For visualization purposes it is handy to be able to color the users based on their department. The following function assigns a HEX color code to each department

In [12]:
/// gets a department from an Order type and returns a unique color in hex format
let getDepartmentColor (department: string) = 
    match department with 
    | "Breakroom Bandits" -> "#2b3ae9"
    | "Genesis"           -> "#f7da41"
    | "We Tried"          -> "#008b66"
    | "No Lucks Given"    -> "#987200"
    | "Toon Squad"        -> "#ff7f0e"
    | "Rumor Spreaders"   -> "#20b2aa"
    | "Risky Biscuits"    -> "#a230ed"
    | "Recruitables"      -> "#d21102"
    | "Employees of the Moment" -> "#19d3f3"
    | "Chargers"          -> "#dea57b"
    | "Kickstarters"      -> "#dea57b"
    | _                   -> "#8b8b8b"

/// Map that assigns a color to each person, based on the department
let persons = 
    data 
    |> Array.map (fun x -> x.Name,getDepartmentColor x.Department) 
    |> Array.distinct
    |> Map.ofArray

We successfully modeled and imported the data set. Now we can take a dive into the data and try to use data science to reveal interesting properties or surpising discoveries.

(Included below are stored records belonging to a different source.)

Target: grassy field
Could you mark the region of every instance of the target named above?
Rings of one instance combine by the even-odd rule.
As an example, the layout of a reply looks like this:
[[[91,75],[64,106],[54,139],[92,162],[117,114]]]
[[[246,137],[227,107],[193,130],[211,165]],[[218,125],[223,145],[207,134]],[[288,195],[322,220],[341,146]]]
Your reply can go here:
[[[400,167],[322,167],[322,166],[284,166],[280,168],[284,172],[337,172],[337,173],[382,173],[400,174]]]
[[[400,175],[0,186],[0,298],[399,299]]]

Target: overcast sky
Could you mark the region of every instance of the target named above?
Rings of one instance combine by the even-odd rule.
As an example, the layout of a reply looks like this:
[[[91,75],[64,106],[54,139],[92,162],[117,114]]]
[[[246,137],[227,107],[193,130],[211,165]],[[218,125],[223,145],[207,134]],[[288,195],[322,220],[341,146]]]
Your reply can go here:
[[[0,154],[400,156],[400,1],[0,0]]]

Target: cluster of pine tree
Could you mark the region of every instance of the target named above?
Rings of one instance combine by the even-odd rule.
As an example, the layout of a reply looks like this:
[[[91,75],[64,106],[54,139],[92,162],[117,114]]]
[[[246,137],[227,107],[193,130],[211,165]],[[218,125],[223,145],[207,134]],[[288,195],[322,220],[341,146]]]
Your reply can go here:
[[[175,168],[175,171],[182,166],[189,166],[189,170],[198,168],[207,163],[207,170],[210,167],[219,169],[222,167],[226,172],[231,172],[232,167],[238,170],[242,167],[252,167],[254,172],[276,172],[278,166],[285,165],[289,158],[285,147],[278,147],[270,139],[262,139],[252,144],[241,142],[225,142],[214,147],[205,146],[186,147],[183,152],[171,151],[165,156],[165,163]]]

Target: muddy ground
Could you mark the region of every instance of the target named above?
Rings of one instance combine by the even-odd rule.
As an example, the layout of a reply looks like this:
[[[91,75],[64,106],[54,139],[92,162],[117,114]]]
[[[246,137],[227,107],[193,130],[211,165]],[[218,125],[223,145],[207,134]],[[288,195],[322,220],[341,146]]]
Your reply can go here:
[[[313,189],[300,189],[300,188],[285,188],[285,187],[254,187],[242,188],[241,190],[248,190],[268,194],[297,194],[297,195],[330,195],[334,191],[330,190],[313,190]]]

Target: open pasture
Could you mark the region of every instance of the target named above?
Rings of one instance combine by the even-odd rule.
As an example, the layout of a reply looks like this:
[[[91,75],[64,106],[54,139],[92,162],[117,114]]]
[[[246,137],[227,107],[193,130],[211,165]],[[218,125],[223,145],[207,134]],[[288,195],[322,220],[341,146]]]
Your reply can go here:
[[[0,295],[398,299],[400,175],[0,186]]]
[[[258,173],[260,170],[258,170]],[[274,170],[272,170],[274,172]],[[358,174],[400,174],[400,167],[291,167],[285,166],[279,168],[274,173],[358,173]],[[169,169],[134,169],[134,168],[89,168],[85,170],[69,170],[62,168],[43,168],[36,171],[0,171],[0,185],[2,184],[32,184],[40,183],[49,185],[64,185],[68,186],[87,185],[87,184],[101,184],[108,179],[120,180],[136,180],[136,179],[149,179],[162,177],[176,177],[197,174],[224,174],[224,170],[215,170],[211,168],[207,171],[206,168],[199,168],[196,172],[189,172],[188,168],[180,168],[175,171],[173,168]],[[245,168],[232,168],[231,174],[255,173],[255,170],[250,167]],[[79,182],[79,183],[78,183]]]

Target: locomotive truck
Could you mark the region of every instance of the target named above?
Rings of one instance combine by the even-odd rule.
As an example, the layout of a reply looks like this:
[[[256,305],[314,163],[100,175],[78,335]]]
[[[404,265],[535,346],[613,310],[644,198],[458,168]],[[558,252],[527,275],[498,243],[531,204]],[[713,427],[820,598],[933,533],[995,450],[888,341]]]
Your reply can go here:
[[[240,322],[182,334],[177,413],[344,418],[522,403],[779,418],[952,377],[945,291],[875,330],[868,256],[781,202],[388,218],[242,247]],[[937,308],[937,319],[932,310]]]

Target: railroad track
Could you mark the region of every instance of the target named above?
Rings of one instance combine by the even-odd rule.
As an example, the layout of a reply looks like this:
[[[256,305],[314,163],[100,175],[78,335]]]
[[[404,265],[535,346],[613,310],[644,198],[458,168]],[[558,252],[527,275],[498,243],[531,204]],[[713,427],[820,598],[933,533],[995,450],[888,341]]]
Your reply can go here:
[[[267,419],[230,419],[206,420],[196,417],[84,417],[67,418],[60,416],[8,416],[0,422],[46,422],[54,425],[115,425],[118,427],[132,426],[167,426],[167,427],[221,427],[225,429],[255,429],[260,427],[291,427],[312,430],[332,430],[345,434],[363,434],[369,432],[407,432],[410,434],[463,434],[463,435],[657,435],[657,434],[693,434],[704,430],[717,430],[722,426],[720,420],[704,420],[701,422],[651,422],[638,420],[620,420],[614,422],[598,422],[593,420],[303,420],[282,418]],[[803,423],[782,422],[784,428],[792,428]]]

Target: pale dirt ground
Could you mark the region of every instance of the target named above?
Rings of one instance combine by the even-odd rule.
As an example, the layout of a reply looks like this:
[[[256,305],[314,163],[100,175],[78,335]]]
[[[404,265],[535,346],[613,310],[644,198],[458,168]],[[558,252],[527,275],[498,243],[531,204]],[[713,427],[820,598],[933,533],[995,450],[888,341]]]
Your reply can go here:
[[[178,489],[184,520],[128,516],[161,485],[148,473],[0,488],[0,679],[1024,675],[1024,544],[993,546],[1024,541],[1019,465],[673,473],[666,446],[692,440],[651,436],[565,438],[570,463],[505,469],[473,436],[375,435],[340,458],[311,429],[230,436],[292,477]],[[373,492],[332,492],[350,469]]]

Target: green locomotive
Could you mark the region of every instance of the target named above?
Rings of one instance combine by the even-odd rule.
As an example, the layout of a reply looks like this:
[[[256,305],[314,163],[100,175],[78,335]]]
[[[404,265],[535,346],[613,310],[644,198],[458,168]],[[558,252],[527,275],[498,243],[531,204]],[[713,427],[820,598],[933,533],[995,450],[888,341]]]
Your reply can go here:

For a first glance lets check which time frame the data covers:

In [15]:
let firstLog = Array.minBy (fun x -> x.DateTime) data
let lastLog  = Array.maxBy (fun x -> x.DateTime) data

firstLog,lastLog

How many Persons are involved and how many products are available?

In [17]:
let personsCount =
    data
    |> Array.distinctBy (fun x -> x.Name)
    |> Array.length

let productCount =
    data
    |> Array.distinctBy (fun x -> x.Product)
    |> Array.length

$"Persons: {personsCount}\nProducts: {productCount}"

Persons: 155
Products: 212

How many coffees, beers and beverages were ordered?

In [20]:
let coffeelogs   = data |> Array.filter (fun x -> x.Category = Coffee)   |> Array.length
let beerlogs     = data |> Array.filter (fun x -> x.Category = Beer)     |> Array.length
let beveragelogs = data |> Array.filter (fun x -> x.Category = Beverage) |> Array.length

$"Coffee: {coffeelogs}\nBeer: {beerlogs}\nBeverage: {beveragelogs}"

Coffee: 21484
Beer: 4647
Beverage: 10481

What properties do you want to check next?